Some may deem these social costs acceptable if smoking rates declined 15 percent, as suggested by the legal sales data. But the results from a similar ban in Massachusetts should give caution to such a simple analysis. While legal sales fell after Massachusetts’ 2020 flavor ban, 9 out of every 10 packs no longer sold in Massachusetts could be traced to sales in neighboring states. People didn’t stop smoking, they just bought their packs elsewhere.

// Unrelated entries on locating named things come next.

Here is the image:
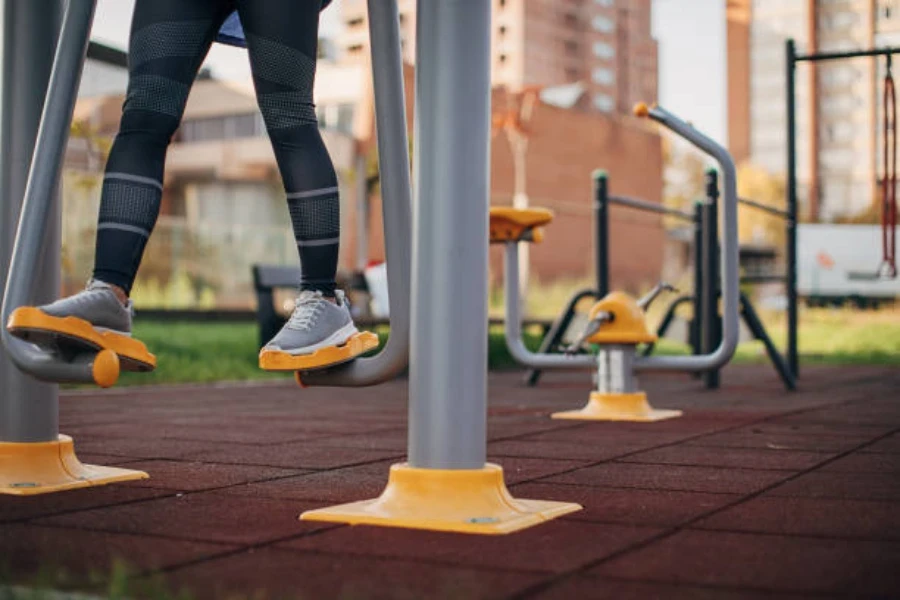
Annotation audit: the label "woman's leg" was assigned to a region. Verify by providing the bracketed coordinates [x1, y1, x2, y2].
[236, 0, 340, 297]
[236, 0, 366, 356]
[94, 0, 233, 294]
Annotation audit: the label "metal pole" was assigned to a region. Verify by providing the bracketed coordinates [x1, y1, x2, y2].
[702, 170, 721, 389]
[409, 0, 492, 469]
[354, 153, 369, 273]
[302, 0, 412, 387]
[785, 40, 800, 379]
[0, 0, 61, 442]
[691, 202, 704, 354]
[594, 171, 609, 298]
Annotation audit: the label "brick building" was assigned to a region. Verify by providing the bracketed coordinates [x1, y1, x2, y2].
[345, 66, 666, 291]
[64, 64, 664, 307]
[338, 0, 658, 114]
[727, 0, 900, 221]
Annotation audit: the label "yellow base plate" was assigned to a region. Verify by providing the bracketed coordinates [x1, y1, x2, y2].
[6, 306, 156, 372]
[551, 392, 682, 422]
[300, 463, 581, 535]
[259, 331, 378, 371]
[0, 435, 149, 496]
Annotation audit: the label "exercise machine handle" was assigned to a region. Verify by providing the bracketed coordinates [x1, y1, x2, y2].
[634, 104, 740, 371]
[0, 0, 96, 383]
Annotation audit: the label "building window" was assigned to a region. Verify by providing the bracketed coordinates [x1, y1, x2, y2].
[591, 15, 616, 33]
[591, 69, 616, 85]
[594, 42, 616, 59]
[594, 94, 616, 112]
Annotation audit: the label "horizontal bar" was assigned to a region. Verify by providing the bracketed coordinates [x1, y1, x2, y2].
[794, 48, 900, 62]
[741, 273, 787, 283]
[608, 196, 694, 222]
[738, 198, 791, 219]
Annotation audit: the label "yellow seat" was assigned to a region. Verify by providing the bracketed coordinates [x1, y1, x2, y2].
[490, 206, 553, 244]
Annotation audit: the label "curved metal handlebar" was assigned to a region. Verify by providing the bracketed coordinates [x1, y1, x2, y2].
[504, 105, 739, 371]
[2, 0, 412, 386]
[292, 0, 412, 387]
[0, 0, 96, 383]
[634, 105, 740, 371]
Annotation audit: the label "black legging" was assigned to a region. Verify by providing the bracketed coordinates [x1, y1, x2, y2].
[94, 0, 340, 296]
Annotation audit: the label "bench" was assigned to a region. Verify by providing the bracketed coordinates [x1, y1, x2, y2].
[252, 265, 553, 348]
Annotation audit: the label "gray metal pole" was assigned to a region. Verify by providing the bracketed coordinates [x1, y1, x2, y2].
[303, 0, 412, 387]
[0, 0, 96, 383]
[409, 0, 492, 469]
[0, 0, 61, 442]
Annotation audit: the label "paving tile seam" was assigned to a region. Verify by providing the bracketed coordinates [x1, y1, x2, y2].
[519, 414, 792, 492]
[0, 488, 183, 525]
[536, 574, 855, 600]
[176, 454, 406, 474]
[684, 525, 900, 547]
[612, 459, 812, 473]
[514, 426, 893, 599]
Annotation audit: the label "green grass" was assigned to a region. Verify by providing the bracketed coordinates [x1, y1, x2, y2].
[84, 302, 900, 385]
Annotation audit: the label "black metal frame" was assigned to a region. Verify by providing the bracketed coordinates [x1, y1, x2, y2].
[525, 169, 797, 390]
[785, 39, 900, 377]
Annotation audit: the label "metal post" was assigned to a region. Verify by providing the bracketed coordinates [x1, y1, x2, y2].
[0, 0, 62, 442]
[353, 153, 369, 273]
[691, 202, 704, 354]
[785, 40, 800, 379]
[702, 170, 722, 389]
[594, 171, 609, 298]
[409, 0, 492, 469]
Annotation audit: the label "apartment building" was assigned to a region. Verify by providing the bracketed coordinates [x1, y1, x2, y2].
[727, 0, 900, 221]
[338, 0, 658, 113]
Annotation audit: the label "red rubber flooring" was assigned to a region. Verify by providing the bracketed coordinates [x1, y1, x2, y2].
[0, 366, 900, 599]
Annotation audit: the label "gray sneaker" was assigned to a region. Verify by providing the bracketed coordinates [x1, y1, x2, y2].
[265, 290, 359, 356]
[38, 280, 134, 336]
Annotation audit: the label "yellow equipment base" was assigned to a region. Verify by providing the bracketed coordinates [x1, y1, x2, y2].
[6, 306, 156, 372]
[300, 463, 581, 535]
[0, 435, 149, 496]
[551, 392, 682, 422]
[259, 331, 378, 371]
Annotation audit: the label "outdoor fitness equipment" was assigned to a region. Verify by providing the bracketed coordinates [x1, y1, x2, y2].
[0, 0, 581, 534]
[0, 0, 410, 495]
[491, 104, 740, 421]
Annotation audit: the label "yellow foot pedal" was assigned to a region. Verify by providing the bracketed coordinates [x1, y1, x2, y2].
[0, 435, 148, 496]
[551, 392, 682, 422]
[300, 463, 581, 535]
[259, 331, 378, 371]
[6, 306, 156, 372]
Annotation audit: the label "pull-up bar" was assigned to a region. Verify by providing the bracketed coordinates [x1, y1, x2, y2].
[794, 48, 900, 62]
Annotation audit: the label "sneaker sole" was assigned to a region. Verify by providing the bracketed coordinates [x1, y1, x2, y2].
[259, 331, 378, 371]
[6, 306, 156, 373]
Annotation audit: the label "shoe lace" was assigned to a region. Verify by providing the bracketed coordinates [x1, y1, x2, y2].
[289, 292, 325, 331]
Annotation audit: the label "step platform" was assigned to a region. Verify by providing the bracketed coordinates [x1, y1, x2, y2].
[6, 306, 156, 373]
[259, 331, 378, 378]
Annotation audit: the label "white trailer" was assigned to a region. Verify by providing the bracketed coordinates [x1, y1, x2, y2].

California is different from Massachusetts in several ways that would make interstate shopping less likely: the bulk of California’s population is several hundred miles from a neighboring U.S. state, California shares a land border with Mexico, and the state has some of the busiest international ports. Not surprisingly, there has been no observed increase in sales in neighboring states following California’s flavor ban. The likelihood of international smuggling is substantially greater and more difficult to track.

We previously estimated that as recently as 2020, California had the second-highest cigarette smuggling rate in the country, behind only New York. Forty-four percent of the cigarettes consumed in California were not purchased in the state, with as much as 17 percent of all consumed packs originating from foreign sources. With robust international smuggling operations in place, illicit operators are well-positioned to provide consumers with newly banned products.

To evaluate the consumption choices of Californians after the menthol ban, market research firm WSPM Group conducted a discarded cigarette pack audit. WSPM collected 15,000 discarded cigarette packs from public trash containers across 10 major California cities in May and June of 2023. Details on each pack were then collected and categorized, including the cigarette brand, whether the pack contained menthol, if the pack originated domestically or from abroad, and details on the tax stamp (if any was present).

The data show that Californians are still smoking menthol cigarettes after the ban. 14.1 percent of the sample (2,144 packs) were menthol. Another 7.0 percent of the packs included a form of menthol work-around. Menthol flavoring is commonly added to manufactured cigarettes by adding a mint-like flavoring to the pack container, not by modifying the cigarette sticks. This process is therefore simple to mimic using secondary additives. At the time of writing this article, menthol balls, flavor card pack inserts, and other devices are readily available for purchase online. Smokers can also incorporate a mint flavor to cigarettes without any purchase simply by adding a mint leaf or two and closing the pack for a day.

In total, 21.1 percent of the discarded packs were menthol-style cigarettes. A mere 3-percentage-point drop in menthol market share should immediately raise questions as to whether the menthol ban is having any significant effects on consumption.

In contrast, foreign and illicit market share spiked. Non-U.S. packs comprised 27.6 percent of the sample. These packs were found in high quantities in all cities studied. Over half of these packs, 14.2 percent of the entire sample, were duty-free cigarettes designated for export, but somehow made their way back into California cities.

Only 41.2 percent of packs had the proper California tax stamp, though a quarter of the sample had no cellophane on the package and no tax stamp whatsoever, making the origins of the pack indeterminate. If the sample is representative of the entire state, the forgone excise tax revenue from the illicit packs would be nearly $2 billion per year.

This data should make policymakers cautious as they consider a federal menthol ban and similar prohibitions in other states. The tax losses from these policies are substantial, and illicit smuggling operators appear capable of filling the demand prohibited by legal market transactions.